2 results for Abdul Rahman, Mohd Syaifudin Bin

  • Novel planar interdigital sensors for the detection of bacterial endotoxins : a thesis presented in partial fulfilment of the requirements for the degree of Doctor of Philososphy in Electronics Engineering at Massey University, Palmerston North, New Zealand

    Abdul Rahman, Mohd Syaifudin Bin (2012)

    Doctoral thesis
    Massey University

    Food poisoning caused by endotoxins or Lipopolysaccharide (LPS) are associated with Gram-negative bacteria. Foodborne pathogens, Escherichia coli (E. coli) and Salmonella are examples of Gram-negative bacteria which could cause large food poisoning outbreaks. New types of planar interdigital sensors have been fabricated with different coating materials to assess their response to endotoxins.

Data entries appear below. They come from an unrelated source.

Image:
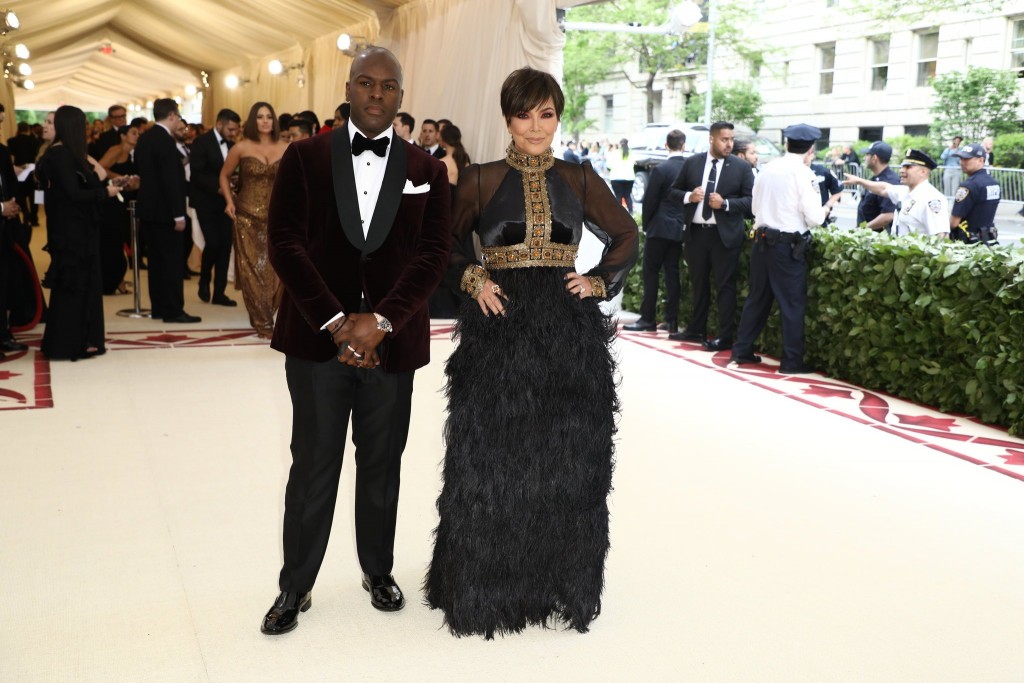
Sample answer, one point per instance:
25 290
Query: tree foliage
973 104
909 11
738 102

A carboxyl-funtional polymer, APTES (3-Aminopropyltriethoxysilane) and Thionine were chosen for coating the novel interdigital sensors. All coated sensors were immobilized with PmB (Polymyxin B) which has specific binding properties to LPS. The sensors were tested with different concentrations of LPS O111:B4, ranging from 0.1 μg/ml to 1000 μg/ml. Analyses of sensors’ performance were based on the Impedance Spectroscopy method. The impedance spectra were modelled using a Constant Phase-Element (CPE) equivalent circuit, and a Principal Component Analysis (PCA) was used for data classification. Sensors coated with APTES have shown better selectivity towards LPS detection. The experiments were repeated by coating APTES and immobilizing PmB to a newly improved design of silicon based interdigital sensor. Scanning electron microscope (SEM) and atomic force microscope (AFM) images were taken to analyse the APTES coating surface and PmB immobilization. The images of non-coated sensors and coated silicon sensors were studied and the thickness of a single layer coating was estimated ([approximately equal to] 268 nm). Analyses of results with LPS O111:B4 showed that these silicon sensors have higher sensitivity and selectivity to the target biomolecule LPS. The complex non-linear least squares (CNLS) fitting method was used to fit the measured impedance spectra based on chosen equivalent circuit model. PCA results were clustered, showing the parameters were related and have identified process which related to the diffusion, charge transfer and adsorption of molecules on sensors’ surface. It was also found that these sensors can detect the standard endotoxin as low as 0.01 EU/ml which is equivalent to 1 pg/ml. Selectivity, stability and sensitivity of different thickness of coated sensors were analysed. It was observed that the optimum thickness layer is 3-layers of coating which is equivalent to 800 nm. Analyses of results with food samples have shown the developed novel interdigital sensors can detect the presence of endotoxin in contaminated food samples.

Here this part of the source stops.